So the Elamites were proably earlier than the Egyptains. Again we have to rely on written proof, which are bound by the earliest written document surviving (in Egypt's dry climate). I am quite sure that a decimal system existed in some societies before they had a writing system. It just depends how they decided to organise their language.




> Copper (A mixture of tin and bronze by human hand)


I guess you meant "Bronze : a mixture of tin and copper". Yet, the bronze age did not first appear in Egypt, but in the Maykop Culture in the Caucasus.

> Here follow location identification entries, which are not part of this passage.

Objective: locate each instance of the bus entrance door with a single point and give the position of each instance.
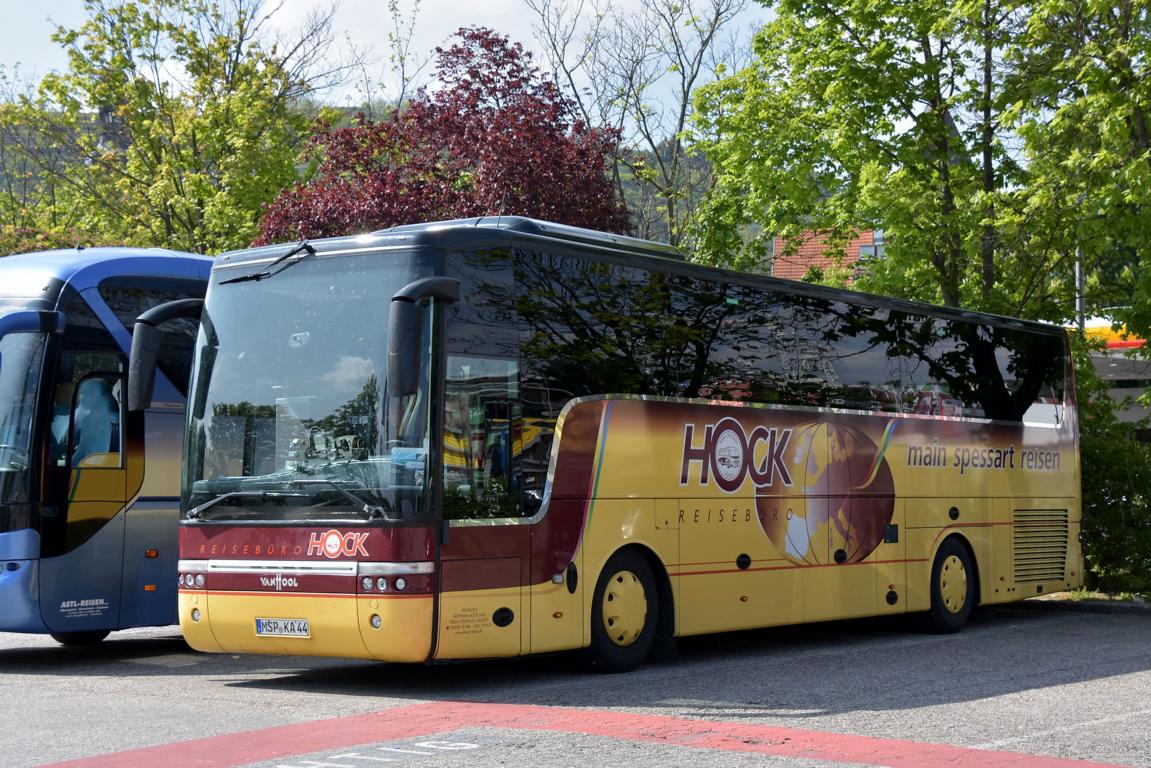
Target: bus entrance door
(86, 489)
(486, 559)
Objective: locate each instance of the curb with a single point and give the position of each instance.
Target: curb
(1113, 607)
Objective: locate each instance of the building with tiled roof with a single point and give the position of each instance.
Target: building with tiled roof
(815, 253)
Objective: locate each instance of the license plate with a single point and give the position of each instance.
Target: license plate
(282, 628)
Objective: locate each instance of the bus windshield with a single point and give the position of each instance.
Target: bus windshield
(20, 374)
(290, 418)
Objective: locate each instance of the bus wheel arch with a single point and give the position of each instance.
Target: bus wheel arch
(954, 585)
(627, 610)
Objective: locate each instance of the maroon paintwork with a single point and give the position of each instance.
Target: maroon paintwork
(474, 557)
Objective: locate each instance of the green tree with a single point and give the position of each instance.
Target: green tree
(176, 120)
(884, 114)
(1085, 121)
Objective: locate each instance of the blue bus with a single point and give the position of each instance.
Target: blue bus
(89, 492)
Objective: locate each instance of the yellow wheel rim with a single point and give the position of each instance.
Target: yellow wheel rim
(953, 584)
(624, 608)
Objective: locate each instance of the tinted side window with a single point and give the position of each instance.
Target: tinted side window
(588, 327)
(131, 297)
(483, 320)
(962, 369)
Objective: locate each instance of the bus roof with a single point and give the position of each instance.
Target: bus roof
(42, 274)
(485, 230)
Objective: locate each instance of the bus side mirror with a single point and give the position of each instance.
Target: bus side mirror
(31, 321)
(146, 340)
(405, 326)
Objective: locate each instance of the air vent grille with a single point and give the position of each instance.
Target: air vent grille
(1041, 545)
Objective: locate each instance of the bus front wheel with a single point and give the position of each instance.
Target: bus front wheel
(79, 638)
(952, 588)
(624, 614)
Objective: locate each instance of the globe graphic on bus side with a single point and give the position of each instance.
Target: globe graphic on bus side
(841, 496)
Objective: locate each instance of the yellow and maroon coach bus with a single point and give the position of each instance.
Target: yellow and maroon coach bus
(500, 436)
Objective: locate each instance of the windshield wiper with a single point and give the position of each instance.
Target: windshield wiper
(264, 495)
(267, 271)
(373, 511)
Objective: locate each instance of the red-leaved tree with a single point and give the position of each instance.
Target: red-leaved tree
(495, 137)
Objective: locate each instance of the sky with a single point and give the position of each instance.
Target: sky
(28, 25)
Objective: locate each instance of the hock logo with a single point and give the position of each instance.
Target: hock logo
(280, 582)
(729, 455)
(335, 544)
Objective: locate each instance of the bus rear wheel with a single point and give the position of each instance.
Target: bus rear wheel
(952, 588)
(624, 614)
(79, 638)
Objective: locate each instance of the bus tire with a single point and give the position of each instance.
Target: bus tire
(952, 588)
(79, 638)
(625, 613)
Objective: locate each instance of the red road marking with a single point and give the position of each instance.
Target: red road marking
(425, 720)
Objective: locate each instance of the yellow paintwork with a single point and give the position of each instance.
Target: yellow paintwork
(404, 635)
(713, 550)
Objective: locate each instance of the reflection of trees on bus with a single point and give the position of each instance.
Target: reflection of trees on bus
(600, 327)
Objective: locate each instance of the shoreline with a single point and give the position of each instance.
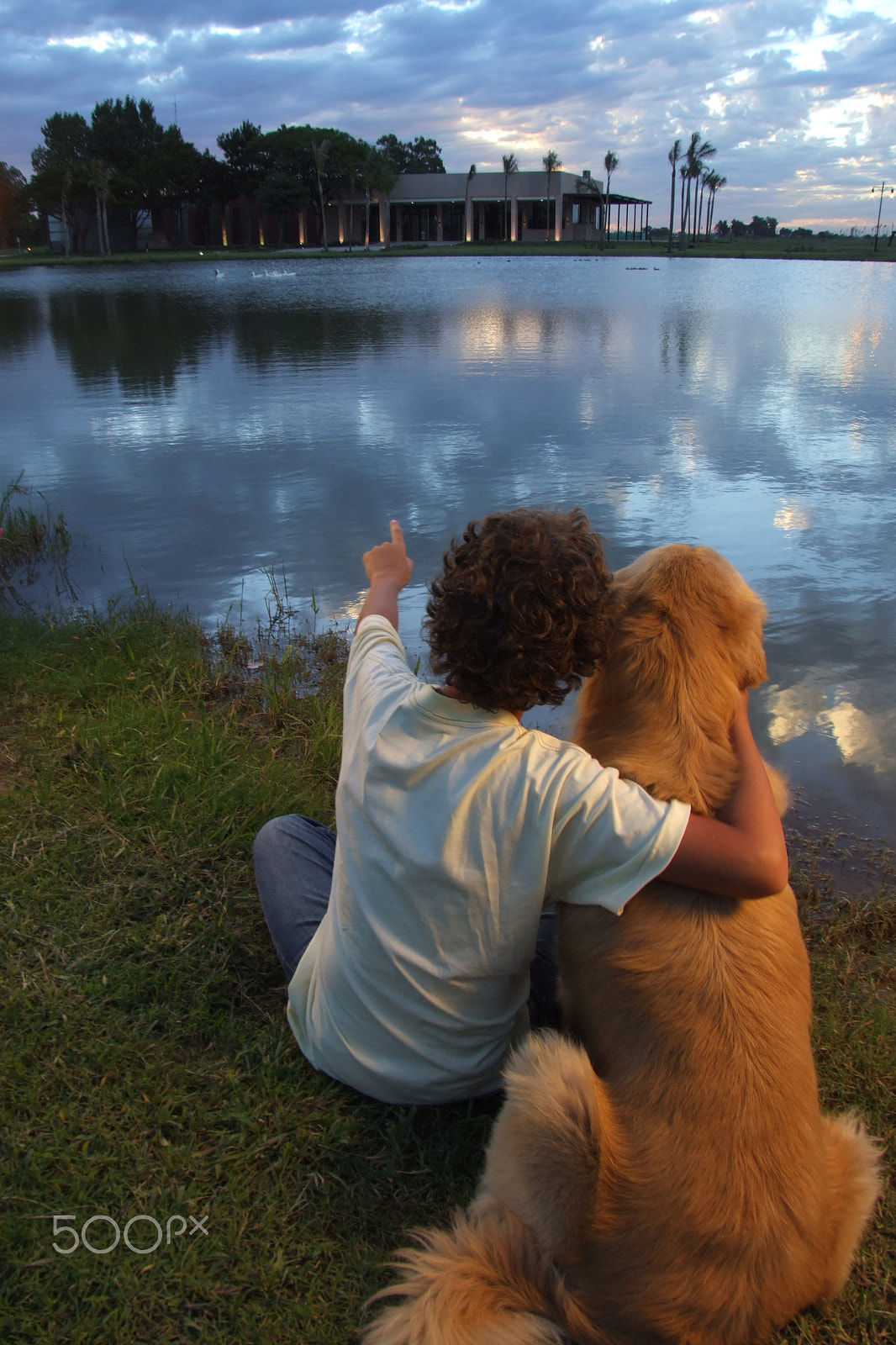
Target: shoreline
(741, 249)
(152, 1073)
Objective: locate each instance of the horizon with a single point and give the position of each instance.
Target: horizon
(802, 111)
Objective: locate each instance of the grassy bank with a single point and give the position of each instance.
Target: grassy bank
(148, 1066)
(818, 249)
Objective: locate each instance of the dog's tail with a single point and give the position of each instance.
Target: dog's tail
(493, 1279)
(485, 1282)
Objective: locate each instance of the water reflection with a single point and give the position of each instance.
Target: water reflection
(210, 425)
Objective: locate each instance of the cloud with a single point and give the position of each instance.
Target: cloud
(798, 100)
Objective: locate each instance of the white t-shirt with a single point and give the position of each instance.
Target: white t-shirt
(455, 827)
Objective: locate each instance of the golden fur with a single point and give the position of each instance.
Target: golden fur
(672, 1181)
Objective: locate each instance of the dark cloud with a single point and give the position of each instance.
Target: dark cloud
(779, 91)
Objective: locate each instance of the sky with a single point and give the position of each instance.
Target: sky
(799, 98)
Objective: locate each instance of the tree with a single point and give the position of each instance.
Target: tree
(694, 156)
(320, 148)
(323, 159)
(510, 166)
(374, 172)
(553, 165)
(244, 151)
(472, 174)
(58, 166)
(17, 221)
(716, 183)
(611, 163)
(280, 194)
(128, 139)
(674, 155)
(417, 155)
(98, 177)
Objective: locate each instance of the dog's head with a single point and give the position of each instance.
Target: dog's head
(688, 639)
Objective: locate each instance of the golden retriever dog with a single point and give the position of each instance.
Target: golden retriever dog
(669, 1177)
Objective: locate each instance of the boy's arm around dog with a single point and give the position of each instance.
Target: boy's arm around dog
(741, 853)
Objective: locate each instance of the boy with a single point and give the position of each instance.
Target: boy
(408, 942)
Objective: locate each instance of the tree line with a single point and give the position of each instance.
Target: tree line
(127, 161)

> world's earliest known peace treaty


Earliest known does not equal earliest. There has been wars and peace treaties amongst humans well before the dawn of civilisations. Just look at North American Indians who buried a hatchet instead of writing a treaty.

----------


## Zauriel

> I also doubt some of the "first" things you mentioned. There is little proof that the Egyptian made the first ship ever, as even prehistoric men had such ships.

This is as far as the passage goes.